One of my favorite moments as a professor was standing outside an Aspen, Colorado pharmacy on a brilliant, hot but characteristically dry summer day waiting for my former student to get off to go enjoy a fermented beverage. An older gentleman came by and my student brought him outside and introduced me to him as, “the guy who made this life possible for me,” his hand sweeping across the sky and mountains of the Roaring Fork Valley. I may be a professor, but my student gets to live in Aspen – moreover, he’s married to another one of my students even more charming and beautiful than he.
And, by the way, he got in before the PharmD became mandatory.
One Final Aside – to newly-minted PharmDs, courtesy of the wisdom of The Angry Pharmacist:
Respect your elders – Waltzing in with your fancy PharmD and showing up all of the BS’s with 30+ years of experience is a good way to piss people off. Be humble towards people who have been practicing pharmacy for longer than you have been alive. You may know more book-learned material than they do, but they know what does and doesn’t fly with the patients and doctors. You can’t teach experience, remember that.
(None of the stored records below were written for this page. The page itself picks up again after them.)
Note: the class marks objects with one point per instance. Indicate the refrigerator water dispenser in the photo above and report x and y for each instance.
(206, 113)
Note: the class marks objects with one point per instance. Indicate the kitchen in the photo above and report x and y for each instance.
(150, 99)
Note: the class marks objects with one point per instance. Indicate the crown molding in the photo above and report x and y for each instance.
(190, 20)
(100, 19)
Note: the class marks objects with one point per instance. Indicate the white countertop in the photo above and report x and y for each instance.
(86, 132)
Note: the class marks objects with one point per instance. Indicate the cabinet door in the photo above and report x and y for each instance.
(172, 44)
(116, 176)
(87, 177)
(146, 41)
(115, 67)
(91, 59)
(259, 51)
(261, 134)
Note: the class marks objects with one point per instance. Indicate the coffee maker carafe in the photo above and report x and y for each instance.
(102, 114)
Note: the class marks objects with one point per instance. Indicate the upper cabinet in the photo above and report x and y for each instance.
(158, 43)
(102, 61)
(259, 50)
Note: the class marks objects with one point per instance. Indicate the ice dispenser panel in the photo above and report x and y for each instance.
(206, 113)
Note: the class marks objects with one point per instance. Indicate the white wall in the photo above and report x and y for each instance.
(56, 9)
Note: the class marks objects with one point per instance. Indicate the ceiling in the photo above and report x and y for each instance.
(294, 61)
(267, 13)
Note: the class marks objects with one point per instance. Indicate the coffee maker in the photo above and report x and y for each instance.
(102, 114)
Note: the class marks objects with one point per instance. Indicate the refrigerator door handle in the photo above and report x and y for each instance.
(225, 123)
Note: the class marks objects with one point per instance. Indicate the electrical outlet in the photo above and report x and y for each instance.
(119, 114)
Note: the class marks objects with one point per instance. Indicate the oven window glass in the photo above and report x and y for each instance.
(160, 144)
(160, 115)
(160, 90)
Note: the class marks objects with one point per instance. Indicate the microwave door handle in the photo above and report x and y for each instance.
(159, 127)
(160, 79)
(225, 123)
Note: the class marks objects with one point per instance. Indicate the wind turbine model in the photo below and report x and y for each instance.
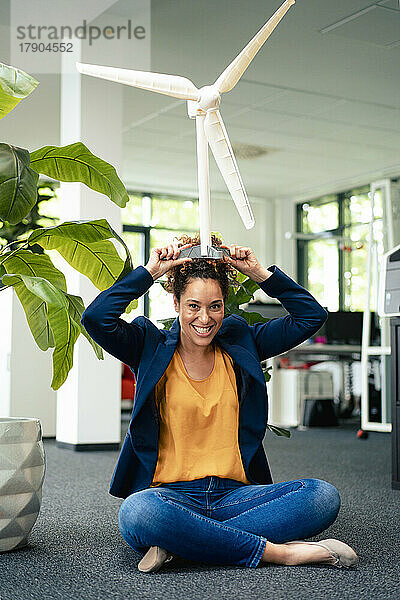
(203, 106)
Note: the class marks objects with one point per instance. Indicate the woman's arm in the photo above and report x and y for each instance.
(306, 315)
(101, 319)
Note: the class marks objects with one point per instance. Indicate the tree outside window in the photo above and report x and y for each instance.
(334, 271)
But now back to my original thesis before I try to go back to sleep:
Question: Should individuals earning the N.D. or Pharm.D. be permitted to use the title of “Dr.?”
Links to commentary on the Dr Jill Biden coverage:
GrrlScientist – Living the Scientific Life
Mike Dunford – The Questionable Authority
DrugMonkey
Chad Orzel – Uncertain Principles
Dr Dr Janet D Stemwedel/Free-Ride – Adventures in Ethics and Science
*with apologies to the late Robert Palmer.